Secondo la Corte, la legge con cui l’Italia ha fatto slittare al 30 giugno 2011 la rata annua di rimborso in scadenza il 31 dicembre 2010, ha trasformato in un aiuto nuovo e illegale tutto il regime di aiuti concesso un tempo, a condizioni diverse, dal Consiglio Ue. Naturalmente con l’aggiunta degli interessi dal 2003.
La somma delle multe non pagate è 1,350 miliardi, non ci sono attenuanti, né funziona lo scarica barile. I danneggiati sono gli agricoltori che hanno pagato, rispettando le regole e i cittadini italiani. Tra l’altro, si legge in un comunicato della stessa Coldiretti, riportato ad Agrapress: “Le pendenze a cui fa riferimento l’unione europea riguardano pochi produttori che hanno assunto un comportamento che mette a rischio le casse dello stato e fa concorrenza sleale alla stragrande maggioranza dei 32mila allevatori italiani”.

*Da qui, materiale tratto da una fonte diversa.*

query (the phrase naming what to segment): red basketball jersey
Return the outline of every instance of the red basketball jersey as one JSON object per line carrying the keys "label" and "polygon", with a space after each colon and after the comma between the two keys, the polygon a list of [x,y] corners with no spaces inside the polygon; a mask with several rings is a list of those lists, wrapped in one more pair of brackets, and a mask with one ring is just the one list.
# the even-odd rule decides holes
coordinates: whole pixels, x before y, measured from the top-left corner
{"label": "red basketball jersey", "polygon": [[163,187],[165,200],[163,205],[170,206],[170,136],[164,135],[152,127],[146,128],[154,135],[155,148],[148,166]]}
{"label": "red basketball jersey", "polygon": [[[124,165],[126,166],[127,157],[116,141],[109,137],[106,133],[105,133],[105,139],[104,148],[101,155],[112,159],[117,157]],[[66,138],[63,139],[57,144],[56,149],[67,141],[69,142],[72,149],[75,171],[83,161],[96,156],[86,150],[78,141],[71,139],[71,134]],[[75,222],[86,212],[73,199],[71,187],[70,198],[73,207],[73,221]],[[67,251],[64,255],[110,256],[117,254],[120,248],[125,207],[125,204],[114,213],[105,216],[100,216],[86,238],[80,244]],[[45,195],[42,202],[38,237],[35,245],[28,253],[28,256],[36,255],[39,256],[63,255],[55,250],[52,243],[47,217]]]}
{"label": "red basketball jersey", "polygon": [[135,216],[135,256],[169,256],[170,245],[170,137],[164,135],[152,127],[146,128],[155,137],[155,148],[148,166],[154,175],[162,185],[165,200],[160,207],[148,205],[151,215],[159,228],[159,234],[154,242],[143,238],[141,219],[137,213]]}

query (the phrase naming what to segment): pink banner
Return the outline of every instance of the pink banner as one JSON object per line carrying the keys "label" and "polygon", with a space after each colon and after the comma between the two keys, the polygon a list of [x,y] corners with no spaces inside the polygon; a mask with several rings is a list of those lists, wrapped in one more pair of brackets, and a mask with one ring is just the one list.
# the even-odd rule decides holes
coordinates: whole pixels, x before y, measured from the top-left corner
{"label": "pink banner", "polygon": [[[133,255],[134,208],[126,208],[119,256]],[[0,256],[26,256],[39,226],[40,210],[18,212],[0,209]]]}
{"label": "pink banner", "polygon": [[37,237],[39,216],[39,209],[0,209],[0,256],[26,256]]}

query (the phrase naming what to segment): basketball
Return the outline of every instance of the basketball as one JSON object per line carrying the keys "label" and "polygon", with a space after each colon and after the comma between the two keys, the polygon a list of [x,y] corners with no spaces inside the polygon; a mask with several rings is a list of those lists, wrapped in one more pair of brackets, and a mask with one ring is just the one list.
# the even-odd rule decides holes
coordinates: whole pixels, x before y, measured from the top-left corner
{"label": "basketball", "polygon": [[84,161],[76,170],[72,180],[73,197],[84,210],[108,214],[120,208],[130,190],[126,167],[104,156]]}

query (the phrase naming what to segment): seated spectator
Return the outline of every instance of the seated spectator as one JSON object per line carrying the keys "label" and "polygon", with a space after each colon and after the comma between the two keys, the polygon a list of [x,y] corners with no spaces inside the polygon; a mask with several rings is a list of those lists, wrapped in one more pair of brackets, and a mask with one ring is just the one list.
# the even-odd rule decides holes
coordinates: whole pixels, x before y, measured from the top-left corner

La notizia è stata commentata dal ministro delle Politiche agricole Maurizio Martina, per il quale “Ci troviamo a gestire una pesante eredità del passato, figlia di scelte politiche precise. Chi oggi in campagna elettorale parla di agricoltura, dovrebbe rendersi conto dei disastri provocati quando avevano responsabilità di governo”. “La Lega Nord paghi per allevatori e cittadini, visto che proprio sulle quote latte quando era al Governo ha fatto una campagna elettorale le cui conseguenze ora si ripercuotono sulle casse dello Stato italiano”, hanno fatto eco i deputati M5S della Commissione Agricoltura.
Adesso basta! Tocca a Martina dipanare la matassa, con la massima trasparenza, anche perché l’elenco dei “furbetti” è nelle disponibilità della stessa autorità giudiziaria.
Risarcire chi ha pagato per gli altri è un dovere, possibilmente prima del voto per il rinnovo del Parlamento. Rinviare a dopo, è un trucco che gli italiani già conoscono.